Clases de Yoga

Desde pequeña mi medio de expresión natural fue el baile, ese movimiento a través del que se pinta un espacio con sensaciones, emociones y mil cosas más que no podía expresar a través de la palabra.

“Inspiración hecha movimiento”

Cuando la meditación formó parte de mi vida surgió esa unión lógica con el yoga como esa expresión de la meditación a través del movimiento y de las diferentes posturas (los asanas). Al contrario que sucede en muchas ocasiones, el yoga llegó para mí después de la meditación y siempre lo entiendo y vivo como una meditación en movimiento.
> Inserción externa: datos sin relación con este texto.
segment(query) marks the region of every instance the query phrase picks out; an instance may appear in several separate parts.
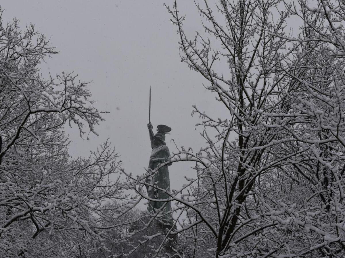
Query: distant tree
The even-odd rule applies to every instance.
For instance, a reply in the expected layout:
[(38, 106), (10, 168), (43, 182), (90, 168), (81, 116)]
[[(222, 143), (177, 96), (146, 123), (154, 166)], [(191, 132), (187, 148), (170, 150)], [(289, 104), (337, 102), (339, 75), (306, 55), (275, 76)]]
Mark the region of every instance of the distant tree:
[(42, 61), (57, 53), (48, 43), (33, 25), (0, 19), (0, 256), (109, 255), (107, 229), (120, 214), (105, 201), (121, 193), (109, 178), (121, 161), (108, 141), (87, 158), (69, 155), (66, 122), (97, 134), (103, 119), (76, 76), (41, 77)]
[[(343, 1), (205, 0), (196, 6), (206, 33), (191, 39), (176, 2), (167, 7), (181, 62), (205, 78), (228, 115), (214, 118), (194, 106), (207, 146), (196, 153), (178, 148), (161, 164), (196, 164), (194, 176), (168, 193), (178, 218), (187, 214), (175, 221), (172, 233), (186, 239), (176, 255), (343, 257)], [(292, 19), (300, 24), (293, 31)], [(127, 187), (138, 199), (150, 200), (148, 173), (127, 175)]]

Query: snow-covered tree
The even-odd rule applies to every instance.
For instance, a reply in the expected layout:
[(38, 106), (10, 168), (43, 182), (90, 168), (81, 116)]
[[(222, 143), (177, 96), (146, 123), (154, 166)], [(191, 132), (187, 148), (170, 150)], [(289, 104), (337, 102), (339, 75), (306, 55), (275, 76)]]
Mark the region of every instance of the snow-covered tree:
[[(186, 239), (176, 255), (344, 257), (344, 2), (196, 6), (205, 32), (194, 37), (176, 3), (167, 7), (181, 61), (206, 79), (228, 114), (214, 118), (194, 106), (207, 146), (196, 153), (178, 148), (162, 164), (196, 164), (194, 176), (168, 193), (174, 217), (187, 218), (175, 220), (172, 233)], [(150, 200), (148, 173), (127, 175), (127, 187)]]
[(65, 124), (96, 134), (103, 119), (76, 76), (42, 78), (40, 64), (57, 53), (33, 25), (0, 20), (1, 257), (92, 257), (115, 223), (105, 201), (121, 193), (109, 178), (121, 162), (108, 141), (88, 158), (69, 155)]

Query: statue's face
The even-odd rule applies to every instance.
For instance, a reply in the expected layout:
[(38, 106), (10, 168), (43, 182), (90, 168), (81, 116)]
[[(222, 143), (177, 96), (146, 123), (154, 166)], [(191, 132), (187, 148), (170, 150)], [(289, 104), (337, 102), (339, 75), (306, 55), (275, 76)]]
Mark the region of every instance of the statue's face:
[(158, 145), (160, 143), (160, 139), (159, 137), (154, 137), (153, 138), (153, 143), (155, 145)]

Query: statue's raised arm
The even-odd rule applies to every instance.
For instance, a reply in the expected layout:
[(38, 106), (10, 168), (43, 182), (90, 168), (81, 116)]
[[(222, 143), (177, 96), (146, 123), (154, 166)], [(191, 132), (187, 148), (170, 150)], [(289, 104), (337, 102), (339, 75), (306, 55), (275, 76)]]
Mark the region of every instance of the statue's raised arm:
[(149, 123), (147, 124), (147, 128), (149, 129), (149, 135), (150, 136), (150, 141), (151, 142), (151, 148), (153, 149), (154, 146), (153, 144), (153, 137), (154, 136), (153, 134), (153, 131), (152, 131), (153, 126), (151, 123)]

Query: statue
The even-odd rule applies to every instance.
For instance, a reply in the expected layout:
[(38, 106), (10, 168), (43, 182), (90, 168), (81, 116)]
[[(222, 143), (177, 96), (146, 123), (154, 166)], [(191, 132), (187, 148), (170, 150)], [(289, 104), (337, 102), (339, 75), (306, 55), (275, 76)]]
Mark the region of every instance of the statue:
[[(149, 129), (151, 148), (152, 148), (149, 162), (149, 168), (153, 170), (160, 163), (169, 161), (170, 152), (169, 148), (165, 144), (165, 135), (166, 134), (170, 134), (169, 132), (171, 131), (171, 128), (164, 125), (159, 125), (157, 126), (158, 132), (154, 135), (152, 130), (153, 127), (150, 122), (147, 124), (147, 127)], [(152, 178), (148, 179), (148, 182), (149, 182), (150, 183), (152, 183), (153, 182), (157, 187), (170, 192), (170, 180), (168, 166), (171, 164), (171, 163), (170, 163), (160, 168), (158, 170), (158, 173)], [(168, 193), (156, 189), (156, 187), (152, 186), (147, 187), (147, 190), (149, 197), (152, 199), (167, 199), (169, 196)], [(154, 212), (156, 211), (155, 209), (160, 209), (160, 212), (164, 214), (169, 212), (171, 209), (170, 202), (149, 201), (147, 206), (147, 210), (149, 212)], [(171, 215), (168, 214), (165, 216), (162, 221), (164, 223), (171, 224)]]
[[(169, 161), (170, 152), (165, 144), (165, 135), (170, 134), (169, 132), (171, 131), (171, 129), (164, 125), (159, 125), (157, 126), (157, 133), (154, 135), (152, 131), (153, 126), (151, 123), (151, 86), (150, 87), (149, 99), (149, 123), (147, 124), (147, 128), (149, 129), (152, 151), (150, 156), (149, 169), (152, 171), (154, 170), (160, 163)], [(147, 194), (150, 198), (161, 200), (168, 198), (169, 195), (167, 193), (170, 192), (170, 180), (168, 166), (171, 164), (171, 163), (169, 163), (164, 165), (158, 169), (158, 172), (154, 176), (147, 179), (147, 183), (155, 186), (155, 187), (146, 186)], [(157, 188), (162, 190), (157, 189)], [(169, 212), (171, 210), (170, 202), (165, 202), (149, 200), (147, 206), (149, 212), (155, 213), (157, 209), (159, 209), (160, 212), (164, 214)], [(171, 225), (172, 219), (171, 214), (164, 216), (161, 222), (165, 224)]]

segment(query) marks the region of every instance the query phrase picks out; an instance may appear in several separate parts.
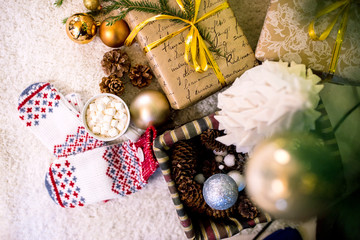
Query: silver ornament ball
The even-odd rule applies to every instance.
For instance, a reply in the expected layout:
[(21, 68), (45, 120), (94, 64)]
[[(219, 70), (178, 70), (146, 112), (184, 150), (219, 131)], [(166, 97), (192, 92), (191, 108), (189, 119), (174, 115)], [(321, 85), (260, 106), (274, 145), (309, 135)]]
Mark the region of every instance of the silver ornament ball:
[(213, 209), (225, 210), (236, 203), (238, 187), (226, 174), (218, 173), (209, 177), (203, 187), (205, 202)]

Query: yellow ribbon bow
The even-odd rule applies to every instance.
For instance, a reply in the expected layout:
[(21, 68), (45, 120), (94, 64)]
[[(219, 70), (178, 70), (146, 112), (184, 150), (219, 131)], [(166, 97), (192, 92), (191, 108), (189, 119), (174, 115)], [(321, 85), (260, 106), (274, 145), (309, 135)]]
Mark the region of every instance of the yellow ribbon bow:
[[(176, 0), (177, 4), (179, 5), (180, 9), (182, 11), (185, 11), (184, 4), (182, 3), (182, 0)], [(153, 42), (147, 45), (144, 48), (144, 51), (147, 53), (151, 51), (151, 49), (156, 48), (160, 44), (164, 43), (165, 41), (169, 40), (170, 38), (175, 37), (176, 35), (182, 33), (186, 29), (190, 28), (188, 35), (185, 39), (185, 54), (184, 59), (187, 64), (192, 66), (196, 72), (205, 72), (208, 68), (212, 68), (215, 72), (216, 77), (218, 78), (221, 86), (225, 86), (225, 78), (222, 75), (219, 66), (217, 65), (214, 57), (212, 56), (210, 50), (207, 48), (204, 39), (201, 37), (199, 30), (196, 27), (196, 24), (200, 21), (214, 15), (215, 13), (228, 8), (229, 4), (227, 2), (224, 2), (220, 4), (218, 7), (214, 8), (210, 12), (206, 13), (202, 17), (197, 19), (197, 15), (200, 9), (200, 3), (201, 0), (195, 0), (195, 14), (193, 19), (183, 19), (176, 16), (166, 15), (166, 14), (159, 14), (154, 17), (148, 18), (145, 21), (139, 23), (133, 31), (129, 34), (127, 39), (125, 40), (125, 45), (129, 46), (132, 41), (134, 40), (135, 36), (138, 34), (138, 32), (143, 29), (148, 23), (156, 21), (156, 20), (162, 20), (162, 19), (168, 19), (168, 20), (180, 20), (187, 24), (187, 26)], [(192, 64), (190, 63), (190, 55)]]
[[(335, 46), (332, 51), (332, 57), (331, 57), (331, 62), (330, 62), (330, 66), (329, 66), (330, 75), (327, 76), (325, 81), (330, 81), (332, 79), (332, 76), (335, 73), (336, 65), (337, 65), (337, 62), (338, 62), (338, 59), (340, 56), (341, 44), (344, 40), (344, 34), (346, 31), (347, 22), (349, 19), (350, 5), (352, 2), (353, 2), (353, 0), (342, 0), (342, 1), (337, 1), (333, 4), (330, 4), (326, 8), (319, 11), (309, 25), (310, 38), (315, 41), (323, 41), (329, 36), (329, 34), (330, 34), (331, 30), (334, 28), (336, 22), (338, 21), (340, 16), (342, 16), (342, 19), (340, 22), (340, 28), (339, 28), (338, 34), (336, 36)], [(321, 33), (321, 35), (318, 37), (316, 35), (315, 29), (314, 29), (315, 21), (318, 18), (320, 18), (328, 13), (331, 13), (335, 10), (338, 10), (338, 13), (334, 16), (333, 20), (329, 23), (329, 25), (327, 26), (325, 31), (323, 33)]]

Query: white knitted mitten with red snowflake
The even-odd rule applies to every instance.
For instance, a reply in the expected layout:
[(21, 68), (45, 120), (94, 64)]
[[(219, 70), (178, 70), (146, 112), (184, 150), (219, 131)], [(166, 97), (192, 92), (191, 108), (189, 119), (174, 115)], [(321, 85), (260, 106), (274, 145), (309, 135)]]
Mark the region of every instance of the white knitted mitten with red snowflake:
[(56, 159), (45, 177), (50, 197), (74, 208), (142, 189), (158, 163), (152, 152), (156, 130), (149, 127), (134, 143), (126, 141)]
[(88, 135), (79, 119), (79, 96), (67, 98), (50, 83), (34, 83), (19, 97), (19, 117), (57, 157), (103, 146), (104, 142)]

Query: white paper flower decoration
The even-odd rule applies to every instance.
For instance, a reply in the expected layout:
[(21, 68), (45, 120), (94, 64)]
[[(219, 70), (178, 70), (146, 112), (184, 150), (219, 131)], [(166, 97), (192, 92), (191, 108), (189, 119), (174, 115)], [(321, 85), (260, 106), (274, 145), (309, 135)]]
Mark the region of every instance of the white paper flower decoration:
[(220, 93), (215, 116), (226, 135), (216, 140), (249, 152), (264, 138), (284, 130), (315, 128), (321, 79), (303, 64), (266, 61), (246, 71)]

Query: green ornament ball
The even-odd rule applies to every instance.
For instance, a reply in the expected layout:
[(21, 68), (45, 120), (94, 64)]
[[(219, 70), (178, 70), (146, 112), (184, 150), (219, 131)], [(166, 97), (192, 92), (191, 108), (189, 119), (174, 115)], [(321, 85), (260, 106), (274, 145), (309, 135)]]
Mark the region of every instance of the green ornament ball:
[(340, 159), (309, 133), (286, 133), (259, 144), (245, 168), (252, 201), (275, 218), (306, 220), (344, 190)]

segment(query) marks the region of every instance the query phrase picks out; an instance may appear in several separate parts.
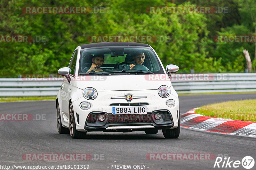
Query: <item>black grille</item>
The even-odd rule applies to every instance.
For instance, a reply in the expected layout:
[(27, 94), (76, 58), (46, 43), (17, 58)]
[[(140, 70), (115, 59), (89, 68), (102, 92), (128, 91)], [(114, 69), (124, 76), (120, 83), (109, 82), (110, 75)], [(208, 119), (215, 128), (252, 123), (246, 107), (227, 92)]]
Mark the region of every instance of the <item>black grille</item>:
[(114, 103), (110, 104), (110, 106), (147, 106), (149, 104), (148, 103)]
[(77, 119), (77, 123), (79, 124), (79, 115), (76, 113), (76, 118)]
[(124, 115), (108, 114), (107, 123), (147, 123), (153, 122), (151, 113), (149, 114), (131, 114)]
[(171, 119), (171, 115), (167, 111), (162, 111), (162, 116), (163, 117), (163, 119), (164, 121), (167, 121), (167, 120), (170, 120)]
Me formé como profesora de hot yoga con la escuela Evolation en la que Mark Drost y Zefea Samson se encuentran a la cabeza de un equipo de espléndidos profesores. Rápidamente sentí esa conexión con un lugar interior, el mismo que se abre con la meditación y el impartir clase me da la oportunidad de compartirlo con los alumnos que asisten.

Yoga

Foto cedida por Californian Hot Yoga

Más tarde me formé con José Luis Cabezas y Godfrey Deveraux en yoga dinámico con los que aprendí a dar una mayor importancia a la sensibilidad, a la escucha atenta del cuerpo como herramienta para profundizar, y como base de todo lo que surge, la respiración.

Se trata de un yoga fluido, terapéutico, la auténtica escucha atenta del momento presente siguiendo la pauta de tu respiración, siendo amable y sensible en el desarrollo de cada sesión. Es un entrenamiento en el que aprendes a aceptar el momento tal y como es, en cada asana, igual que en tu vida.